The light concentrator extends in cross-section, for example, substantially along an imaginary line connecting the light entry surface with the light exit surface. This line is particularly preferably on the light entry surface, the light exit surface or both perpendicular, especially if they are in the manner described above completely in each case in the imaginary plane. For example, the light concentrator has an extension in the direction of the imaginary line, which, based on the distance of the light exit surface from the light entry surface along this straight line at least 50%, at least 60%, at least 70%, at least 75%, at least 80%, at least 90% or at least 95%. It can also be provided that the light concentrator extends in cross-section from the light entry surface to the light exit surface.

It is particularly preferably provided that the light entry surface, viewed at least in cross section, has different dimensions than the light exit surface. For example, the light entry surface is seen in cross section larger than the light exit surface. This means that a comparatively large amount of light can enter through the light entry surface, which is then supplied to the light exit surface by means of the light concentrator. At the Light exit surface is insofar the light intensity of the light exiting there greater than the light intensity of the light entering through the light entrance surface. Accordingly, through the use of the building installation device, a comparatively small wall surface bounding the interior space and surrounding the building installation device is lost, in particular in comparison with a conventional building window or roof window, in which the light entry area usually corresponds to the light exit area.

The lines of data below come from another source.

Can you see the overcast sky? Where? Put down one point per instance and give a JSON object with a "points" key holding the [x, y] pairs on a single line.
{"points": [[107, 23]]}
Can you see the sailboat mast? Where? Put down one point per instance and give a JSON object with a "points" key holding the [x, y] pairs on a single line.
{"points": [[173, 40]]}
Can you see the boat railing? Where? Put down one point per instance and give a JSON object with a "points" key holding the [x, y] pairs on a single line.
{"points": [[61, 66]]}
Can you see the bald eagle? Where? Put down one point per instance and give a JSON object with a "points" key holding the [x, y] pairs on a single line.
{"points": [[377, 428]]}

Within the scope of a further embodiment of the invention, it is provided that the light guide element is weatherproof closed and / or covered on the outside and / or that the light guide element is closed on the inside and / or covered by light. Of course, the building installation device is weatherproof, thus preventing the entry of environmental influences from the outside into the interior. In particular, the building installation device prevents the entry of moisture into the interior. For this purpose, the light guide element, for example, outside weatherproof closed, so that the moisture can not enter the light guide element. The closing can be done by means of a divergence element, which will be discussed in more detail below. Additionally or alternatively, the light guide element is weatherproof covered, for example with a transparent cover through which light can pass and enter through the light entry surface in the light guide element.

In addition or as an alternative, it may of course be provided that the light guide element is closed on the inside so as to be translucent and / or covered. For this purpose, for example, on the inside of the light guide element there may be a light-transmitting light-conducting element or a light-transmitting light-scattering element. These will be discussed in more detail below. In the case of the translucently sealed light guide element, the light exit surface is preferably present on the light guide element or the light scattering element. It is particularly preferably provided that the light-permeable closing of the light guide element fluid-tight, in particular airtight, takes place, so that a flow exchange between the interior and the light passage space of the light guide element is prevented.

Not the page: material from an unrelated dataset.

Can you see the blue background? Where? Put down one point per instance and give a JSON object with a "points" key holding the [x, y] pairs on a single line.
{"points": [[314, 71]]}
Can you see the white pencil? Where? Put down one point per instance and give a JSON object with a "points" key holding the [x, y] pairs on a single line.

A further embodiment of the invention provides that the light concentrator seen in cross-section at least partially, in particular continuously, parabolic and / or with a changing curvature, in particular a continuously changing curvature is curved. The light concentrator has seen in cross-section a first end and a first end opposite the second end, both ends each having a free end form the light concentrator. Between the two ends of the light concentrator seen in cross section extends at least partially curved. However, the light concentrator is preferably continuously curved, that is to say that it has a curvature which differs from zero, starting from the first end up to the second end.

Particularly preferably, at least the sign of the curvature is constant, so that therefore the light concentrator is designed to be continuous concave or convex. The curvature of the concentrator is preferably parabolic, in particular continuous. In this case, it can have a changing curvature, that is to say a curvature which is not constant at least in regions. However, the curvature particularly preferably changes continuously, namely starting from the first end to the second end. The light concentrator is particularly preferably continuously curved continuously, so it has no discontinuities, for example in the form of a bend, a jump or the like on.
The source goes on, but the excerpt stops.